Dans chaque roman, un dossier qui, sous couvert de fiction, vous fera réfléchir sur notre société moderne…

Alex a accepté de répondre à toutes nos questions, un grand merci à lui 🙂

Si  nous échangeons aujourd’hui, c’est pour parler de ta série en 5 volumes des Contes du Soleil Noir. Mais si je ne me trompe pas, ce ne sont pas tes premiers romans… Tu peux nous dire plus ? 
J’ai commencé à écrire des nouvelles dans le registre fantastique / horreur à l’âge de 10 ans, il y a donc 36 ans, dans des cahiers d’écolier. La toute première était une histoire de loup-garou située dans le Paris des années 1900, la suivante une histoire de chauffeur de taxi fantôme, dans la lignée des « Contes de la Crypte » et autres anthologies d’horreur que je trouvais en BD pulp au tabac presse du bout de la rue… En 1989 j’ai fait partie des lauréats du Prix du Jeune Écrivain pour ma nouvelle Pantoufles, une sorte de parodie de Stephen King franchement déconne…

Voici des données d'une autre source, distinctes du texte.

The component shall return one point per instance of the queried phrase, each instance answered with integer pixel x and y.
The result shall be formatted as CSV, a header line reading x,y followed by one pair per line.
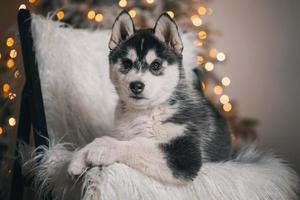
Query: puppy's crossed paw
x,y
102,151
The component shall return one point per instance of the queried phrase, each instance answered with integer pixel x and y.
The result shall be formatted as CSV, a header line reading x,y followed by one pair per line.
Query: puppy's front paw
x,y
105,151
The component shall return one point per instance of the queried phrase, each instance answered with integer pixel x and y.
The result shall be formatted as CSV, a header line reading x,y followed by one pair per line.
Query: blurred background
x,y
248,62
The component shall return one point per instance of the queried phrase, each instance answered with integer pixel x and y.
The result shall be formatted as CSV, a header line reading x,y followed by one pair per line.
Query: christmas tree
x,y
190,15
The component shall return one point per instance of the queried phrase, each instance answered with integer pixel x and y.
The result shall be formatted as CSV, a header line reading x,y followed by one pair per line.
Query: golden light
x,y
202,10
202,35
224,99
122,3
171,13
99,17
132,13
17,74
60,15
12,121
11,95
150,1
226,81
196,20
213,53
5,87
218,89
91,14
227,107
200,59
22,6
209,66
221,56
10,42
198,43
32,1
10,63
209,11
232,136
13,53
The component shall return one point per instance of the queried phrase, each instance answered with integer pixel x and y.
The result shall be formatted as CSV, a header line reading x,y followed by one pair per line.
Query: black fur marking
x,y
183,155
211,126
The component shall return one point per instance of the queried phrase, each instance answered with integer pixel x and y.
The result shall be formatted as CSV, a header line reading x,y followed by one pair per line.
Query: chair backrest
x,y
78,95
32,114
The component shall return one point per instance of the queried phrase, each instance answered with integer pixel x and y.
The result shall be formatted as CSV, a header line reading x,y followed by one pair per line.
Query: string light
x,y
13,53
221,56
150,1
233,136
171,13
209,11
213,53
122,3
200,59
17,74
226,81
202,35
10,42
91,14
10,63
203,85
132,13
218,89
60,15
99,17
198,43
32,1
196,20
202,10
22,6
224,99
12,121
209,66
5,87
227,107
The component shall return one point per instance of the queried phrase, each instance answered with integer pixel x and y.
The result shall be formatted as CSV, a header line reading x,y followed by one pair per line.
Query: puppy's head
x,y
145,65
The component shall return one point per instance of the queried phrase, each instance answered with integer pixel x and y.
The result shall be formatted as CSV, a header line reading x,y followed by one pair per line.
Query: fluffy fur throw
x,y
79,103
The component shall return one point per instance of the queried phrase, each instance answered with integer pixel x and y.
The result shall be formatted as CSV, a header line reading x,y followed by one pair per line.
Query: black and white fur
x,y
164,128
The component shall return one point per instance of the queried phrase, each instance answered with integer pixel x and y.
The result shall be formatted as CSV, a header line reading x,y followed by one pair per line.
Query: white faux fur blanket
x,y
251,175
79,102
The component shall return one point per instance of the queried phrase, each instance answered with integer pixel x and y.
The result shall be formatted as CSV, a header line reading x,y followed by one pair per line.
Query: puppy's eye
x,y
155,65
127,64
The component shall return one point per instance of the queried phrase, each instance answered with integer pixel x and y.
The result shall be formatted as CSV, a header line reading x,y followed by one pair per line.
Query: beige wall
x,y
262,41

Après des années de production de nouvelles fantastiques, SF ou romantico réalistes (des dizaines), j’ai écrit mon premier roman, Mare Tranquilitatis, autour de mes 20 ans – un court roman en forme de « spirale » littéraire (chaque chapitre est moitié plus court que le précédent) inscrit dans la veine « cyberpunk », futur immédiat, très noir (je venais de découvrir Nine Inch Nails et Neuromancien de William Gibson) mais finalement pas assez abouti pour que je le soumette à des éditeurs. Quelques années plus tard j’ai écrit un second roman, sorte de chronique romantique de mon adolescence tardive et de mon départ d’Avignon, ma ville natale, pour Édimbourg, en Écosse, où j’ai vécu quelques années. Une fois encore, le roman ne m’a pas paru assez abouti pour que je le présente à des éditeurs.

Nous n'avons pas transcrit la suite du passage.